Two-Factor Authentication (aka 2FA) is a specific type of Multi-Factor Authentication that requires the authenticating party to produce two separate identifying factors. that are indicative to its identity, instead of the previously standard single identifier, usually a password, required in many systems.
2FA improves security substantially since an attacker would need to gain possession of both identifiers, making it much more difficult.
2FA was standard in many public-facing and internal computer systems using SMS messages or emails as a means of sending the second factor, but these methods are now being replaced by more advanced MFA technology due to the increasing sophistication of attackers and better, friendlier Multi-Factor Authentication options.
Identifiers categories used to authenticate users usually include:
- Something the user knows (i.e. a password, PIN or pattern)

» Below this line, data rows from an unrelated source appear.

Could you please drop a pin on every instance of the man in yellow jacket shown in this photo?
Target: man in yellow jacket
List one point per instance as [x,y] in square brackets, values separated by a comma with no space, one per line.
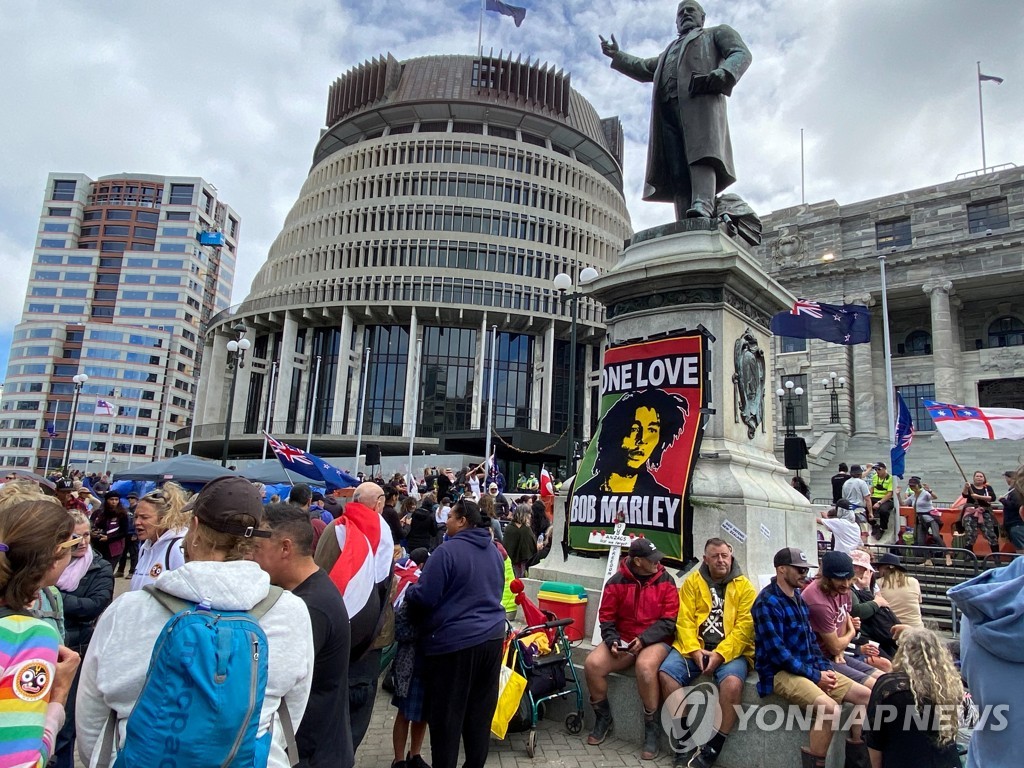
[714,636]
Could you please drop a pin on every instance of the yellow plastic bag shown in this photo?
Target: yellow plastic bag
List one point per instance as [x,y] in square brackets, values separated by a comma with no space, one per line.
[511,686]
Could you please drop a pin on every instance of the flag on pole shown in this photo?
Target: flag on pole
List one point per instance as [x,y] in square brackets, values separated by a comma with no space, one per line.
[847,324]
[307,465]
[517,12]
[904,436]
[965,422]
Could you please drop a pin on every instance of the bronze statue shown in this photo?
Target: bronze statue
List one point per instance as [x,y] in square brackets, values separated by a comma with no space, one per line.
[689,156]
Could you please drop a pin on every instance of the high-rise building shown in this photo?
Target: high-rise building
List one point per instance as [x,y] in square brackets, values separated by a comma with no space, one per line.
[126,273]
[444,196]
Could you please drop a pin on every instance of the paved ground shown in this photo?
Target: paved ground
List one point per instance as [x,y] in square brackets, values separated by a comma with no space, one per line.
[555,748]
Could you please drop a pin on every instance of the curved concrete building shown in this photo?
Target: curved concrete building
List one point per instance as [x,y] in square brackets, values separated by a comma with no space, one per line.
[444,196]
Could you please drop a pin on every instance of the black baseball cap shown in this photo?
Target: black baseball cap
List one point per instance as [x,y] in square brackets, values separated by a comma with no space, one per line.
[230,505]
[645,548]
[837,565]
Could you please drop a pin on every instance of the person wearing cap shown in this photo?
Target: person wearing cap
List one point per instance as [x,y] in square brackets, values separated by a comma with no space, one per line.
[829,604]
[714,636]
[1012,522]
[900,590]
[790,663]
[226,516]
[639,608]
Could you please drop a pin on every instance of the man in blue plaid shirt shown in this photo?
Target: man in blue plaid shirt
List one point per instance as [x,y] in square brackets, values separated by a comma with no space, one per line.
[790,663]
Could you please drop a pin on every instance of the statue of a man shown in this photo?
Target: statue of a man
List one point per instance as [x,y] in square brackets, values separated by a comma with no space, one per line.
[689,156]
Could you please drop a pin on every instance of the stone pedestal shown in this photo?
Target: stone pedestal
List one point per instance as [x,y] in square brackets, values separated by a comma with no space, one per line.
[683,276]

- Something the user has (i.e. a physical OTP (one-time-password) token or security USB key
- Something the is inherent to the user (typically a biometric signature)
Note: in some cases, location and network indicators are also used as additional authentication factors.
A 2FA flow would usually look like this:
- Access is requested via a standard login interface
- A username and a password are submitted
- If the username and passwords are accepted, the authentication mechanism will ask for the predetermined 2nd factor, e.g. an OTP code.
- The user will enter the one-time code and gain access.
Many other combinations of identifiers can be used, including a password plus SMS-code to a registered mobile device, a passphrase plus a biometric identifier from a fingerprint sensor, a physical token plus an answer to pre-determined authentication questions, etc.